The university will also become a model of eco-experimentation, as it divests both from using carbon based power and making carbon based investments. It will encourage faculty in the humanities, social sciences and sciences to purse eco-friendly research as it enacts several practical experiments itself. Again, all these things will require a shift in the internal governance of the school. In this way the university becomes a living model appropriate to the world of today and tomorrow, and some other institutions may even be encouraged to emulate it. We enact practices needed in the twenty first century.
 No president will be allowed to milk donors for huge donations to be used for that president’s “signature projects’ and new faculty appointments, unless those actions have first gone through the relevant departments and faculty assembly for review and acceptance. Such practices are based on the sound understanding that the most creative, educational and socially useful innovations do not come from the top. They flow up from intellectual ferment by faculty and students. The top down myth is merely a neoliberal strategy designed to centralize power. It has no basis in experience. The new practices will thus reflect the realization that the neoliberal model of university governance has been an abject failure. It has been installed not because of its success, but because of the constellation of power and privilege it expresses.

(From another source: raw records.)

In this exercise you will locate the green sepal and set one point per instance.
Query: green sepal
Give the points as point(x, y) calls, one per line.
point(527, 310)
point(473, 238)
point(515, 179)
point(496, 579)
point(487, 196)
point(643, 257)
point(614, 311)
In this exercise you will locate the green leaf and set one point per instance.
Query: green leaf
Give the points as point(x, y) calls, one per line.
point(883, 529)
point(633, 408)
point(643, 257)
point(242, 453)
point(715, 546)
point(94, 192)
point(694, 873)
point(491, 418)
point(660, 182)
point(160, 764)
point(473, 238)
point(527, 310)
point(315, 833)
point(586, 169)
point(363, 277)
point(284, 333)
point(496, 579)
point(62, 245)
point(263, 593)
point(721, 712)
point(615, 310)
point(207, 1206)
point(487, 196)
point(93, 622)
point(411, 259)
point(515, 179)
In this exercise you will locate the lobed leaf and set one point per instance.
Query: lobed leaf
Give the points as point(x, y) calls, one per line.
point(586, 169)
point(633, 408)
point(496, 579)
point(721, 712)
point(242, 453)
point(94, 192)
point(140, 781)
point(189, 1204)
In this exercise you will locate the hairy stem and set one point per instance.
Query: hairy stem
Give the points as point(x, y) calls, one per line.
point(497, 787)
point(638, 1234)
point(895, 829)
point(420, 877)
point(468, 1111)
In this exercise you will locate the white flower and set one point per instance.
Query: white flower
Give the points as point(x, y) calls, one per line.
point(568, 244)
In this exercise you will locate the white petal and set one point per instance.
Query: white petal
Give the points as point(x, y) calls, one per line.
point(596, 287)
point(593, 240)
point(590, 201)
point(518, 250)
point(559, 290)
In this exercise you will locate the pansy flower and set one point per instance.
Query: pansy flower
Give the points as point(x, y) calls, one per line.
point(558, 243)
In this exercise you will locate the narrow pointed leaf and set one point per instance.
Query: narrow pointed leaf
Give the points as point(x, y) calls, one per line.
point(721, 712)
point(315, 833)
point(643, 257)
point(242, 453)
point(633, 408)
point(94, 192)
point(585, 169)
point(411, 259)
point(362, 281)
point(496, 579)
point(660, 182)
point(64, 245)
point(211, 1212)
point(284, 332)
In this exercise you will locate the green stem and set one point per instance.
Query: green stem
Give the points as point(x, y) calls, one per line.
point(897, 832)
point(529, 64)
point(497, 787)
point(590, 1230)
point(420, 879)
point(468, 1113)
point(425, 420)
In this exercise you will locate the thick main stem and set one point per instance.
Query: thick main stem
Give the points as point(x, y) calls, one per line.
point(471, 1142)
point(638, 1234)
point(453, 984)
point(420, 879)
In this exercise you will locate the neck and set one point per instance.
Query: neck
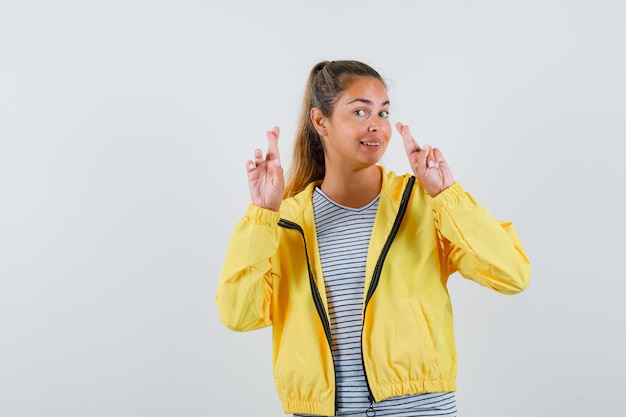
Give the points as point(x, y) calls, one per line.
point(352, 188)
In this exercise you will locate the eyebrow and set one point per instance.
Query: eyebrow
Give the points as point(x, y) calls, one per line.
point(366, 101)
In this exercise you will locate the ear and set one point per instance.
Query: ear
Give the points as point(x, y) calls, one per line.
point(318, 119)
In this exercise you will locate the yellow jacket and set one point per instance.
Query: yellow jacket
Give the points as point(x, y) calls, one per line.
point(272, 275)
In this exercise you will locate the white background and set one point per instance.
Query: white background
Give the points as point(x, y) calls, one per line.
point(124, 129)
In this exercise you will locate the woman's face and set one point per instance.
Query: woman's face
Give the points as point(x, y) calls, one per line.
point(358, 130)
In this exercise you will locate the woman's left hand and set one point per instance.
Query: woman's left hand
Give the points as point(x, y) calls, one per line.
point(427, 163)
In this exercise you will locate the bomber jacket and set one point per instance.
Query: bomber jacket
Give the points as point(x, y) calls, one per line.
point(272, 275)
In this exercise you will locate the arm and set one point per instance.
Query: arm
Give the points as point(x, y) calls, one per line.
point(473, 242)
point(245, 287)
point(479, 247)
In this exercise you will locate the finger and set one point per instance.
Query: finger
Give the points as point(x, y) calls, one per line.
point(258, 156)
point(410, 145)
point(438, 156)
point(272, 145)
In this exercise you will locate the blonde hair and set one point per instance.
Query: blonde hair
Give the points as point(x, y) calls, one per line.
point(325, 84)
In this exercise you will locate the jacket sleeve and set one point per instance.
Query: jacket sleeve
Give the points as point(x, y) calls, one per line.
point(476, 245)
point(245, 287)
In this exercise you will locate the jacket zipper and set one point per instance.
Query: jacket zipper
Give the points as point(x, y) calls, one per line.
point(376, 277)
point(317, 299)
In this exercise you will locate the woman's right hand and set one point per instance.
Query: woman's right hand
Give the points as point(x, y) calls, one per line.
point(265, 175)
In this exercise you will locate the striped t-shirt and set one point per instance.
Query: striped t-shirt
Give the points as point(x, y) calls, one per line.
point(343, 236)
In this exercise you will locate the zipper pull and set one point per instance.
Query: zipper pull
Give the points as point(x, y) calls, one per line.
point(370, 412)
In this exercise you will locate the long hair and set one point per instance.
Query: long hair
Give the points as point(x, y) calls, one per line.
point(325, 84)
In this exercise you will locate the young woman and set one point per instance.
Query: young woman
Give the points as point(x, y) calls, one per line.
point(349, 263)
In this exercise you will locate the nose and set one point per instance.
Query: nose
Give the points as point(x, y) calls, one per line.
point(375, 125)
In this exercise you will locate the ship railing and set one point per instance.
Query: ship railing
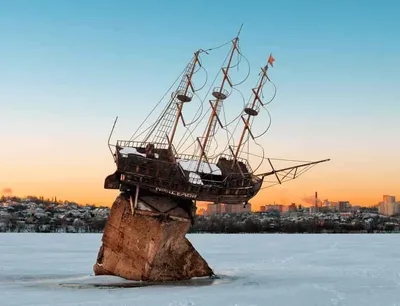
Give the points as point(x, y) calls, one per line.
point(231, 158)
point(140, 144)
point(214, 161)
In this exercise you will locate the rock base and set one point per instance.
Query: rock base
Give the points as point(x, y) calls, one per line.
point(146, 242)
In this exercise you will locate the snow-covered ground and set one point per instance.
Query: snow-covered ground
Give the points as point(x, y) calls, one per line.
point(273, 270)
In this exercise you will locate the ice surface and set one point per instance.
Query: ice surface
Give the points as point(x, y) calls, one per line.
point(274, 270)
point(191, 166)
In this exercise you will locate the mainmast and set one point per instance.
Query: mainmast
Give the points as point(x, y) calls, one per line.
point(220, 94)
point(253, 109)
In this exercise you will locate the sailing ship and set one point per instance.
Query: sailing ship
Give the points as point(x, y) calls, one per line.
point(154, 162)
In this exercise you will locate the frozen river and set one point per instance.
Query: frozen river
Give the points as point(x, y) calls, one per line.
point(273, 270)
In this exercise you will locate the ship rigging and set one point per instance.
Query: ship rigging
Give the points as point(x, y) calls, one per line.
point(154, 161)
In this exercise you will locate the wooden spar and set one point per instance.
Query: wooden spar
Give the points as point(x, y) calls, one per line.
point(180, 105)
point(246, 125)
point(214, 107)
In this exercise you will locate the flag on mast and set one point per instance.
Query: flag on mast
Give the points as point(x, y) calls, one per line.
point(271, 60)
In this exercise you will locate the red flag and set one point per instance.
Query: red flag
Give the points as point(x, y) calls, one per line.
point(271, 60)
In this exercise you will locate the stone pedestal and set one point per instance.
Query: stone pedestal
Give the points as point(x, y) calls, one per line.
point(147, 242)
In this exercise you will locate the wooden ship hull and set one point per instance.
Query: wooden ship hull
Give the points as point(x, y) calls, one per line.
point(159, 175)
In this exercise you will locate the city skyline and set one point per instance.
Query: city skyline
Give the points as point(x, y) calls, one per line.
point(68, 68)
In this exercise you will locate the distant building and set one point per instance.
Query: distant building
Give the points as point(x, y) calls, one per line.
point(237, 208)
point(215, 209)
point(202, 212)
point(271, 208)
point(389, 206)
point(343, 206)
point(292, 207)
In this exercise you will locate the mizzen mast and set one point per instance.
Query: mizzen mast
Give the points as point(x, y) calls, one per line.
point(220, 94)
point(253, 108)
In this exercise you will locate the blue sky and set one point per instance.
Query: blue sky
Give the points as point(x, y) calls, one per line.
point(69, 67)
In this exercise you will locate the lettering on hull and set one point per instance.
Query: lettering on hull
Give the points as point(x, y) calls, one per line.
point(177, 193)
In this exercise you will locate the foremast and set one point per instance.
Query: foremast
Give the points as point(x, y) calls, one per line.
point(220, 94)
point(184, 96)
point(253, 108)
point(163, 132)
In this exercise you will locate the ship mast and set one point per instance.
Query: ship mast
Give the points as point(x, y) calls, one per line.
point(252, 109)
point(220, 94)
point(183, 96)
point(165, 128)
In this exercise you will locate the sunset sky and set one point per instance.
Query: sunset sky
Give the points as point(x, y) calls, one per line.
point(67, 68)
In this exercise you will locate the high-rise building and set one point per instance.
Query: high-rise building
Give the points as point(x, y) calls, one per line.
point(389, 206)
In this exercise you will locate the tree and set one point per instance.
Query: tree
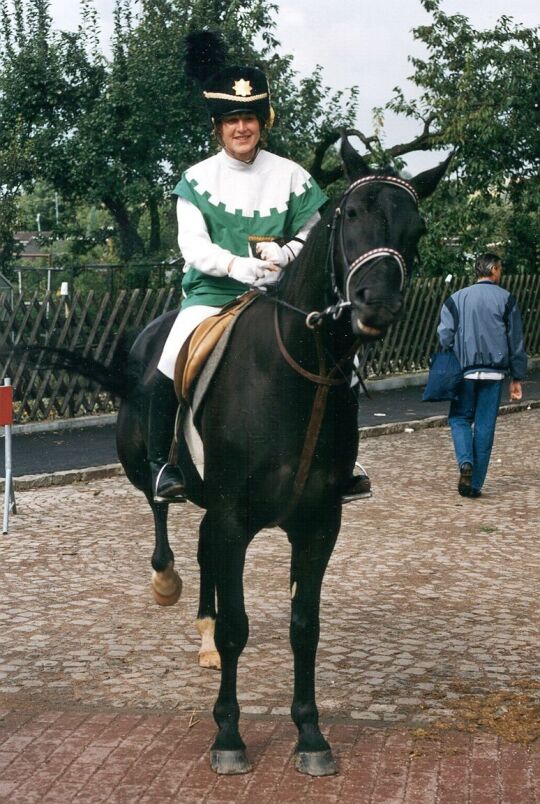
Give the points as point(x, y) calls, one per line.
point(479, 95)
point(119, 133)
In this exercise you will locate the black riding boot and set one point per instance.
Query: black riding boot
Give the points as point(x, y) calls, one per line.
point(168, 483)
point(358, 486)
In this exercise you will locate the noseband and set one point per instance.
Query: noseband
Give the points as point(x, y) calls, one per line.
point(367, 257)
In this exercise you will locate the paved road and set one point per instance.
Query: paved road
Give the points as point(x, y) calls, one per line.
point(428, 672)
point(76, 449)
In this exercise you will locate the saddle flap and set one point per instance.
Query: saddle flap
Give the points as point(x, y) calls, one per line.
point(201, 343)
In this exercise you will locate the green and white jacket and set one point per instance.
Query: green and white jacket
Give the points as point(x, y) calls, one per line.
point(222, 202)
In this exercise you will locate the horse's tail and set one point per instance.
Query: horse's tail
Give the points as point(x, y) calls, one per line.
point(114, 376)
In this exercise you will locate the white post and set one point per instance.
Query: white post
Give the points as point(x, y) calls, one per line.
point(9, 494)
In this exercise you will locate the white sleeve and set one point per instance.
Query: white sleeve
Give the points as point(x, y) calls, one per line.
point(296, 245)
point(195, 244)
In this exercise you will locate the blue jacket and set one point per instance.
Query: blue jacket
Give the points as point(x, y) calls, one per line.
point(482, 324)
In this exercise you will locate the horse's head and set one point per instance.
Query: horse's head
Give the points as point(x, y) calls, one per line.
point(376, 229)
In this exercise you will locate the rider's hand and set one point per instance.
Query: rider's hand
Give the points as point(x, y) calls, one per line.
point(249, 269)
point(270, 278)
point(274, 253)
point(516, 392)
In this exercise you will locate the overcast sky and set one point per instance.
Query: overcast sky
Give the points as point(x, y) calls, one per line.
point(356, 42)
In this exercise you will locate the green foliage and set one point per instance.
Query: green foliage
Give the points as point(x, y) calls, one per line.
point(479, 95)
point(117, 134)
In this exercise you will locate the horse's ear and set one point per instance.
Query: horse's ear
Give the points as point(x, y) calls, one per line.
point(354, 165)
point(426, 182)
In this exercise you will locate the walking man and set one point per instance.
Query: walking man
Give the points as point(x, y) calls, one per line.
point(482, 324)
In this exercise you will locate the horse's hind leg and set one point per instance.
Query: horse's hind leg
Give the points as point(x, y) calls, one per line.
point(311, 550)
point(206, 616)
point(228, 544)
point(166, 583)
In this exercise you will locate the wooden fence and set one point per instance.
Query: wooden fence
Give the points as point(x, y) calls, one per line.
point(94, 323)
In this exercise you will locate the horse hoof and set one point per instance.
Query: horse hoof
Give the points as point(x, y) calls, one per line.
point(166, 586)
point(229, 762)
point(210, 659)
point(315, 763)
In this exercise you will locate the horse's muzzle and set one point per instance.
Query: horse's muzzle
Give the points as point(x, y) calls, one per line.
point(372, 313)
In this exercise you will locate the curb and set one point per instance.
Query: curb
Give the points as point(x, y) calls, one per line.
point(69, 476)
point(436, 421)
point(65, 478)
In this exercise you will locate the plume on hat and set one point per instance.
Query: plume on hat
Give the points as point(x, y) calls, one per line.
point(205, 54)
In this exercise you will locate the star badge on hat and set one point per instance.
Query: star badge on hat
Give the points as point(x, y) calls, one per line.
point(242, 88)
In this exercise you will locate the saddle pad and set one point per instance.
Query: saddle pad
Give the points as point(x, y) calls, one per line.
point(201, 343)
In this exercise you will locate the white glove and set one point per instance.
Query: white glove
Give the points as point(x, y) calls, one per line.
point(270, 277)
point(248, 269)
point(274, 253)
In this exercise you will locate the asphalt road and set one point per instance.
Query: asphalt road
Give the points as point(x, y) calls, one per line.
point(53, 451)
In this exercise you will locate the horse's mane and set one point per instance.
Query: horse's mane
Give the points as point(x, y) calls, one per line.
point(304, 278)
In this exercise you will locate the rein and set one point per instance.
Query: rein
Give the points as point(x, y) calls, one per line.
point(325, 380)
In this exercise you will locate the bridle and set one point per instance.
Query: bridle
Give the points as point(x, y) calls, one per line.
point(337, 375)
point(371, 256)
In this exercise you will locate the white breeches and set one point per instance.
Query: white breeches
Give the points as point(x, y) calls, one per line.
point(186, 321)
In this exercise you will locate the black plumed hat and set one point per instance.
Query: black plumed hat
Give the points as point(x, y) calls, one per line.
point(226, 89)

 There is much more to explore here. But perhaps we can close for now by posing an obvious question. Is not such a model of the university utopian? Yes it is. It is at odds with the existing hierarchy of power in a neoliberal society. But it is only utopian in that sense, not in the sense that the neoliberal project is utopian. The neoliberal model is utopian in that it can be imposed but has been proven to be top down, anti-intellectual, and at odds with teaching students to become critical citizens. That is, it is grounded in arbitrary power and privilege rather than speaking to the needs of university life and a democratic society. It is tethered to a boom and bust practice of economic life that repeatedly recoils back on low-income workers, urban areas, racial minorities, old people, schools, health, colleges, students, and universities, even though none of the latter have initiated these crashes. Presidents, administrators, trustees and faculty who still profess the neoliberal model should be ashamed of themselves.
Today the need is to move beyond the top-down utopia of the neoliberal academy as more faculty and students both become active inside the university and pursue alliances with workers, teachers, feminists, racial minorities, the unemployed, battle scarred and wounded soldiers, and other forces outside the university who have also been screwed over by the neoliberal agenda.
Does this mean, then, that we seek to politicize the university? No. That, my friends, happened a long time ago, though the neoliberal terms of politicization have not been publicized enough. Indeed, it is today considered insulting to the neoliberal machine to publicize this fact. It means that we must work hard to shift the terms of the politicized university.
Sometimes the thought of another possibility shakes up practical thinking, allowing it to fester and then to respond creatively to new threats, issues and opportunities as they arise. Make no doubt about it. The neoliberal machine has both eyes focused on the university today and we must have ours focused on the neoliberal machine.